Selain karena sistem Pemilu 2004 dinilai lebih demokratis, budaya masyarakat Indonesia berbeda dengan masyarakat Amerika Serikat (AS) yang terkenal dengan angka Golputnya sangat besar.
Dari hasil jajak pendapat International Foundation for Election System (IFES) yang dipublikasikan Yanti Suganda dari bagian polling center IFES, di Jakarta, kemarin, juga memperlihatkan rendahnya angka Golput. Mereka yang mungkin memilih dan juga mungkin tidak memilih sebanyak 24 persen. Sedangkan yang akan menggunakan hak pilihnya sekitar 72 persen.

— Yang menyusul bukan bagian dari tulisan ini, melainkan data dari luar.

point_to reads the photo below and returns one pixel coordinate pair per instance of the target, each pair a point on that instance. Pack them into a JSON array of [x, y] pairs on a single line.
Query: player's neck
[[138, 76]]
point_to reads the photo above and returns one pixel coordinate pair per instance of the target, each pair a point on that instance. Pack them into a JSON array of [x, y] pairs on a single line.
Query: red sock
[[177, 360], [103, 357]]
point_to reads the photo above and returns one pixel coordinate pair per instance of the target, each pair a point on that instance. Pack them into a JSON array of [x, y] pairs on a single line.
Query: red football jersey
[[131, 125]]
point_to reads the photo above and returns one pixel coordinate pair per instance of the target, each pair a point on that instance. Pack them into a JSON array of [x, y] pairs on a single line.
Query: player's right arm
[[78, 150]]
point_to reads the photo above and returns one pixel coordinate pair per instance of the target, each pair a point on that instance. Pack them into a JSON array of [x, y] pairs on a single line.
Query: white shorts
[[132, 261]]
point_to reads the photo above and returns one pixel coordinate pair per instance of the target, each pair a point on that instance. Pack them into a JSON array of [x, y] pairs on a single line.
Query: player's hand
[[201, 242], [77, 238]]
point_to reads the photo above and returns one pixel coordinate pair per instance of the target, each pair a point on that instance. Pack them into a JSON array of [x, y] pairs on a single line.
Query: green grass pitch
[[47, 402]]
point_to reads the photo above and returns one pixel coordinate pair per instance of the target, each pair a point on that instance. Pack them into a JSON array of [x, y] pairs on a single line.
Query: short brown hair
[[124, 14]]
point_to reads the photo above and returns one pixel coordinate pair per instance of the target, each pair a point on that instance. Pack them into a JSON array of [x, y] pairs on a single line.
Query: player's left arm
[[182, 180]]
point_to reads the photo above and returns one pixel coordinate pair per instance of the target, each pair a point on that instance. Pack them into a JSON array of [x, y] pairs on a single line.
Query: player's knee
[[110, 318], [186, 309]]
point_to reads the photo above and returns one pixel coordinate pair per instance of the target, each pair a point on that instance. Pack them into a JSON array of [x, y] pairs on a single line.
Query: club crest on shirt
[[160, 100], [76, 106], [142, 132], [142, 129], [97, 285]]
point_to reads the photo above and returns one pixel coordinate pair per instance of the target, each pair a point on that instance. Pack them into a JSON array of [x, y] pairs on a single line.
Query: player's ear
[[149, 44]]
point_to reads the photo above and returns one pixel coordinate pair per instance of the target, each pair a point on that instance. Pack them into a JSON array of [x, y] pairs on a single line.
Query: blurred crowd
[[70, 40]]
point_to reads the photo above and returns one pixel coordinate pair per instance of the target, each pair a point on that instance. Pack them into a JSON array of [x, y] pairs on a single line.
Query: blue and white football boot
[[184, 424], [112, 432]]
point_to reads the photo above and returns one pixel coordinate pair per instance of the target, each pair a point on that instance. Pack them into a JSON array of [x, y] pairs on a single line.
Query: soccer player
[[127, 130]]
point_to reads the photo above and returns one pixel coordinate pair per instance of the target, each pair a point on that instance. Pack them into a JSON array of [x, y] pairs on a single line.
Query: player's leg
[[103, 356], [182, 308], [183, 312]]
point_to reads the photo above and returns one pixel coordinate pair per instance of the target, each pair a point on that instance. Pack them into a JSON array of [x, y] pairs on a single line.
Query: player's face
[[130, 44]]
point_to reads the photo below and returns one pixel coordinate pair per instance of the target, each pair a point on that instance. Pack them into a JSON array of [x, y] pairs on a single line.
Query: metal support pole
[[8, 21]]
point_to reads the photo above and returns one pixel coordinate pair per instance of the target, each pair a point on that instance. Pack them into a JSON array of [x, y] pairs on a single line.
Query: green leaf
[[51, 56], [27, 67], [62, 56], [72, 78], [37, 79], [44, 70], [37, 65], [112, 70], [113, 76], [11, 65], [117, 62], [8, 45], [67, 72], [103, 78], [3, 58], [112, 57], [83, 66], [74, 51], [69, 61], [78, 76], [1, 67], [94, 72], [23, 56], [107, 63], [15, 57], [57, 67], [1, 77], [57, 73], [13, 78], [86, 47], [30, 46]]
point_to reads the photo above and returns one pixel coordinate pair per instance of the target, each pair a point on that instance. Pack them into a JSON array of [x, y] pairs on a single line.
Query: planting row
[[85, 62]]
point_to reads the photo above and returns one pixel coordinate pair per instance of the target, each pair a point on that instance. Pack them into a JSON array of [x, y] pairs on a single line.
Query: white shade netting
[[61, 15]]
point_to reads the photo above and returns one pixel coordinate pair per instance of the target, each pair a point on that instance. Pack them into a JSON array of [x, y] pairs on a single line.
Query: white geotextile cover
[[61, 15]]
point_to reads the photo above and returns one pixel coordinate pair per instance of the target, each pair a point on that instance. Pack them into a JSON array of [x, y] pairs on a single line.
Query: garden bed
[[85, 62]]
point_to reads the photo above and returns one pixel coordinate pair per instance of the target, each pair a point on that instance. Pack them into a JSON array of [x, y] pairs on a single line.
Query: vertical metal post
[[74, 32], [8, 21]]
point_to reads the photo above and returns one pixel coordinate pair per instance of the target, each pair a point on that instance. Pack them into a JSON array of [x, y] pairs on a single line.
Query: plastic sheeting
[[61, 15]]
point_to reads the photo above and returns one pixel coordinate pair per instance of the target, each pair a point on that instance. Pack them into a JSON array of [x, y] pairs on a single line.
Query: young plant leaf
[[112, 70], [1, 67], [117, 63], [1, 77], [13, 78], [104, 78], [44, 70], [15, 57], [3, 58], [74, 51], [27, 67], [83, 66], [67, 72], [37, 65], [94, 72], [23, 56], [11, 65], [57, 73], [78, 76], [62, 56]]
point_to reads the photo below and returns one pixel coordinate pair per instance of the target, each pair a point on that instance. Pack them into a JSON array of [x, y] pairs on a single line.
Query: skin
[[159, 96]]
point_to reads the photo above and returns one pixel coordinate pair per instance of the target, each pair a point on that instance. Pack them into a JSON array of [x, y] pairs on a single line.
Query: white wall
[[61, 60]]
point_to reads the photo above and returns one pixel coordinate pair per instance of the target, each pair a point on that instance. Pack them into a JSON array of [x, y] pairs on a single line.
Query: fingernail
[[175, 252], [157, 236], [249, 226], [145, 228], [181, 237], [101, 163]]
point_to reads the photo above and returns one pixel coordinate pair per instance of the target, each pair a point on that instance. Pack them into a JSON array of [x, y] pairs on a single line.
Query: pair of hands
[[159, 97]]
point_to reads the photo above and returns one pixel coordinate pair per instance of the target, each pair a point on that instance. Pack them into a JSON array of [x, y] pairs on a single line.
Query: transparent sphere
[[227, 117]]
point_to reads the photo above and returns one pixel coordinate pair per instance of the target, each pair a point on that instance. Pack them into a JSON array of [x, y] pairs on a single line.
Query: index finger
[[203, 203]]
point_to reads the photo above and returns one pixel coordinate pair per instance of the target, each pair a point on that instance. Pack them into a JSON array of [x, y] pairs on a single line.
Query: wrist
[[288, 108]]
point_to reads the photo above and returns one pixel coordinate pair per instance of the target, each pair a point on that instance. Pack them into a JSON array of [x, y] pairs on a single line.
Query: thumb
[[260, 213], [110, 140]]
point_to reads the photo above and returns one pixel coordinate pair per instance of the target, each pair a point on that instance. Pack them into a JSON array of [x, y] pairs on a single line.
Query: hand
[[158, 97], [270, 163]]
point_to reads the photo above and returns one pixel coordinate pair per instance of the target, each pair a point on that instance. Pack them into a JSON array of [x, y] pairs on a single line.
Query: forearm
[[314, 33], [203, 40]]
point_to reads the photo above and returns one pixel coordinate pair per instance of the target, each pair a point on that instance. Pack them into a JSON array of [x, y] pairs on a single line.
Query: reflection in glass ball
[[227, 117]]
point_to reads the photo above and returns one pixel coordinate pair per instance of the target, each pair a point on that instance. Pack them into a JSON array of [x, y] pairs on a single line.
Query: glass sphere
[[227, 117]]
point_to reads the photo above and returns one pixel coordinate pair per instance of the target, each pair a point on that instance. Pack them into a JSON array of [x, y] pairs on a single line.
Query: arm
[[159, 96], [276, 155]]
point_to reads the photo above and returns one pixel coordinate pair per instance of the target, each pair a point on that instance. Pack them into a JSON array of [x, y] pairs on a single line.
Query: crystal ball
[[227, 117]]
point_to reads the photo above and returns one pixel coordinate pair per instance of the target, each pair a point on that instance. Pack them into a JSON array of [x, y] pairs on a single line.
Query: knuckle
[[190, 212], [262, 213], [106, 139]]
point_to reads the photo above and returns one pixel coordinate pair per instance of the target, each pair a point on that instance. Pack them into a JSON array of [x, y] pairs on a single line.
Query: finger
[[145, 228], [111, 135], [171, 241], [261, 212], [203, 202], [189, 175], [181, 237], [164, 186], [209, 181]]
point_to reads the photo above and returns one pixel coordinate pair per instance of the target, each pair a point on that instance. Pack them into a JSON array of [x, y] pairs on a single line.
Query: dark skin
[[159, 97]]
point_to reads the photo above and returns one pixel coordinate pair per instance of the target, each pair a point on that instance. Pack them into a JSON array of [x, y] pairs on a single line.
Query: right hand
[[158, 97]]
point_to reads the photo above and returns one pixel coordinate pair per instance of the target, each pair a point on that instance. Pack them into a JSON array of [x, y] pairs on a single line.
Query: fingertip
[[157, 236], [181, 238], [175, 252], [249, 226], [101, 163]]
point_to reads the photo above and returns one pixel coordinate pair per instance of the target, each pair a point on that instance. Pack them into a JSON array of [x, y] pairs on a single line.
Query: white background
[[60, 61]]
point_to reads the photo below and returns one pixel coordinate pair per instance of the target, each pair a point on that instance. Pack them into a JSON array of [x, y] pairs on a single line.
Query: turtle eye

Dalam jajak pendapat yang melibatkan 3.000 responden di 32 provinsi sejak 1 Juni sampai 5 Juli 2003 itu, kemungkinan yang tidak akan menggunakan hak pilihnya dalam Pemilu 2004 kebanyakan lelaki (5 persen). Sedangkan dari kelompok perempuan hanya 3 persen.
Sementara dari sudut wilayah, pemilih yang tidak akan menggunakan hak pilihnya paling banyak tersebar di Bali, Nusa Tenggara Barat, dan Nusa Tenggara Timur sebesar 9 persen. Sementara di wilayah konflik seperti Nanggroe Aceh Darussalam (NAD), Papua, dan Maluku sebesar 8 persen. Sedangkan di Banten, DKI Jakarta, dan Jawa Barat, hanya tiga persen.
Jumlah yang sama juga terjadi di Jawa Tengah, DIY, dan Jawa Timur. Sebagian besar dari yang tidak akan menggunakan hak pilihnya itu adalah mereka yang pernah mengenyam pendidikan menengah (5 persen) dan pendidikan tinggi (6 persen).
Pada bagian lain jajak pendapat itu juga ditanyakan soal pengetahuan responden tentang Komisi Pemilihan Umum (KPU). Hasilnya, penerimaan masyarakat terhadap kehadiran lembaga penyelenggara pemilu itu cukup baik dan memuaskan. Mayoritas responden (59 persen) menyatakan sudah pernah mendengar atau membaca mengenai KPU.
Mengomentari itu, anggota KPU Valina Sinka Subekti mengatakan, hasil jajak pendapat IFES itu menunjukkan, keberadaan KPU cukup diperhitungkan masyarakat.
Tanggapan masyarakat yang positif itu, imbuhnya, memberi semangat baru bagi anggota KPU dalam melaksanakan tugas-tugasnya.